After training, the model is evaluated on two additional datasets. The first dataset is the publicly available CQ500 dataset. Here, the model produces results similar to the RSNA test dataset. Across most classes, performance metrics such as Accuracy and AUC are high (CQ500 dataset: Accuracy: 97-99%, AUC: 98-99%). The F1-score is high for almost all classes (71%-98%), except for epidural bleeding (25%). The same is observed on the RSNA test dataset, where the model seems to perform poorly due to far fewer data for bleeding in this region. Many epidural bleedings are wrongly identified as subdural. Subdural and epidural bleedings occur close to each other on opposite sides of the outer layer of the brain.
The second test dataset uses data from a local hospital. To specifically examine data from routine clinical practice, all intracranial CT images were collected over two months. Both the newly trained model and a radiologist from the local hospital classify all CT images. Subsequently, both results are jointly analyzed with the radiologist.
How can physicians understand the model’s decisions?

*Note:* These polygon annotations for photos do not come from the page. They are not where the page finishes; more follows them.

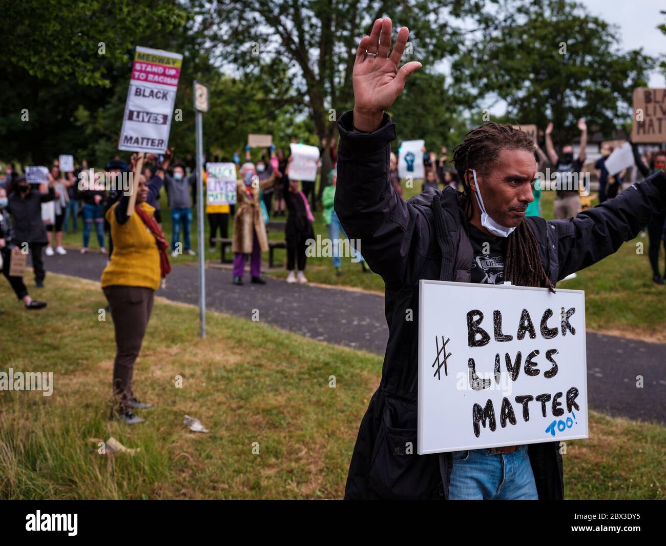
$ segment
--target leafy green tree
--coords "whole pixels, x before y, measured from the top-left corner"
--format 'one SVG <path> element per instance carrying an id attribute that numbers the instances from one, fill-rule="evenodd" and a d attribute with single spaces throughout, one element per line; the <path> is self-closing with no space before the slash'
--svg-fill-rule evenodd
<path id="1" fill-rule="evenodd" d="M 620 51 L 617 27 L 569 0 L 501 0 L 497 9 L 513 23 L 475 34 L 454 63 L 457 88 L 505 101 L 515 122 L 552 121 L 555 142 L 577 136 L 579 117 L 606 135 L 630 117 L 653 59 Z"/>

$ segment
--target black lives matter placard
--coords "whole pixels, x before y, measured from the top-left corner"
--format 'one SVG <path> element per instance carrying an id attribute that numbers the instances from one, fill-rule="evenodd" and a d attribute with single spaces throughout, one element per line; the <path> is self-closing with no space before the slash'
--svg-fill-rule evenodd
<path id="1" fill-rule="evenodd" d="M 585 293 L 421 281 L 420 454 L 587 437 Z"/>
<path id="2" fill-rule="evenodd" d="M 633 90 L 631 140 L 647 144 L 666 142 L 666 89 L 637 87 Z"/>
<path id="3" fill-rule="evenodd" d="M 182 63 L 179 53 L 137 47 L 119 149 L 166 151 Z"/>

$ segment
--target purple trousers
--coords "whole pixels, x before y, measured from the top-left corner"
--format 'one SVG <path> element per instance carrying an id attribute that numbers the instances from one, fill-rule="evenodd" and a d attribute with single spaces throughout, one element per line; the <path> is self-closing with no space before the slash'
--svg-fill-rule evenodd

Even though the model delivers excellent results, it is crucial for discussions with radiologists and real-world application contexts to address how physicians can comprehend the model’s decision. Various post-hoc methods can explain an algorithm’s decisions retroactively. In this work, the Grad-CAM++ procedure is used. This method produces a class-specific visualization (see Figure 3), illustrating the importance of a specific region for the algorithm’s decision. The visualization is a weighted linear combination of positive gradients of the feature maps of the last convolutional layers.
The visualization allows the radiologist to understand which regions were noticeable to the algorithm and to verify the classification. In the joint analysis of the second dataset, the radiologist can confirm some spots detected by the algorithm as bleeding that were overlooked in advance. Simultaneously, the visualization shows that the model incorrectly classified several surgical defects as bleeding.
Conclusion
Deep learning often yields excellent results in the classification of medical image data. The automatic classification of hemorrhagic strokes can be realized through CNNs in conjunction with a sequential model, providing high performance in most cases. For deployment in a safety-critical area like medicine, explanatory capabilities are crucial alongside consistently high performance. Visualization through Grad-CAM++ offers a means to make the results comprehensible for physicians. It appears sensible to assist medical professionals through such an application, enabling the rapid detection of anomalies through the quick classification of CT images. Nevertheless, medical personnel should critically examine and confirm the results in each case to eliminate false predictions.